Assim, o princípio constitucional
da igualdade e da equidade se perde, na medida em que a anistia é
condescendente com o desvirtuamento e a afronta do indivíduo em relação ao
ordenamento jurídico do seu país. Como
se as leis, as regras, as normas, existissem; mas, pudessem ser descumpridas
sem risco de responsabilização.
Aproveitando o momento em que o
Brasil tem estado sob uma densa camada de fumaça e fuligem, provenientes de um
movimento de queimadas criminosas, a qual se estende por todo o seu território,
temos a materialização do que significa anistia.
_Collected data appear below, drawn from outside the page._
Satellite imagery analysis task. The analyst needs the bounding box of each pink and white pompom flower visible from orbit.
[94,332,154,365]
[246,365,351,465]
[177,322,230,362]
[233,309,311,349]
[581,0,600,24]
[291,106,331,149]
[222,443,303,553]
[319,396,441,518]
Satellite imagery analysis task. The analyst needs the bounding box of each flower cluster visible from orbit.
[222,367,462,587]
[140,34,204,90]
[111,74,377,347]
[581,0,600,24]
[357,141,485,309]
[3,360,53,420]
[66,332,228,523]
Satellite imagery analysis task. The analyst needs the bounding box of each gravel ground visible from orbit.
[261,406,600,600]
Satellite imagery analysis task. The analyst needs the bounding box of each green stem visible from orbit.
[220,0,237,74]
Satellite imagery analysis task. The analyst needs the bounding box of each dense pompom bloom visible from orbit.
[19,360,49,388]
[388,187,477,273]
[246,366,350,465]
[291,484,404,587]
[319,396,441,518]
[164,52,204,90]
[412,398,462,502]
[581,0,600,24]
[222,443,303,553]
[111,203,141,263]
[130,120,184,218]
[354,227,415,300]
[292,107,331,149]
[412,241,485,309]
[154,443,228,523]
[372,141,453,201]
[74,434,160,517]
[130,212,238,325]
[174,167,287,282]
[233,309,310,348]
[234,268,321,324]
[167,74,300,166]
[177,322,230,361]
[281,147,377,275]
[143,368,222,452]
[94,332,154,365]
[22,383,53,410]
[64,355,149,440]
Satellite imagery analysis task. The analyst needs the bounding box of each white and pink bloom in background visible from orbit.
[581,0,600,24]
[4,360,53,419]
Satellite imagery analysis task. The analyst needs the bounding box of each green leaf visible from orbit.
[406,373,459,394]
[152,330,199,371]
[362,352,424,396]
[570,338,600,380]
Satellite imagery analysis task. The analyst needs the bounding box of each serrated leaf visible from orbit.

Porque em 2019, quando ocorreu
o chamado “Dia do Fogo”, uma série de incêndios florestais no estado do Pará,
a impunidade anistiou esse tipo de práxis.
Cientes das mudanças extremas do
clima e do modo como tem afetado a dinâmica das estações, no país, a
radicalização da seca em diversos estados já estava computada. No entanto, o
que se tem é uma queimada por ação antrópica em um cenário totalmente
desprovido de umidade, que favorece a propagação rápida e intensa do fogo. E assim,
ardem em chamas os biomas, as cidades, os olhos, os pulmões, ...
Não é difícil entender! Cada
anistia aplicada, seja em que situação for, se traduz em permissividade
ilimitada, descompromissada com qualquer valor ou princípio ético e moral. Basta
querer, para fazer. Movido por um pseudodireito de estar acima do Bem e do Mal.
Por essas e por outras é que nenhuma
anistia pacifica. A indulgência não apaga o fato em si, nem o faz menor ou
menos pior. Então, ele permanece ali, dormente, até que encontre condições novamente
ideais para ressurgir. Anistiar é um ato de deseducação, um obstáculo no
processo de aprimoramento humano, seja no campo individual ou coletivo. É,
portanto, um sinal claro de anuência com o recrudescimento da incivilidade.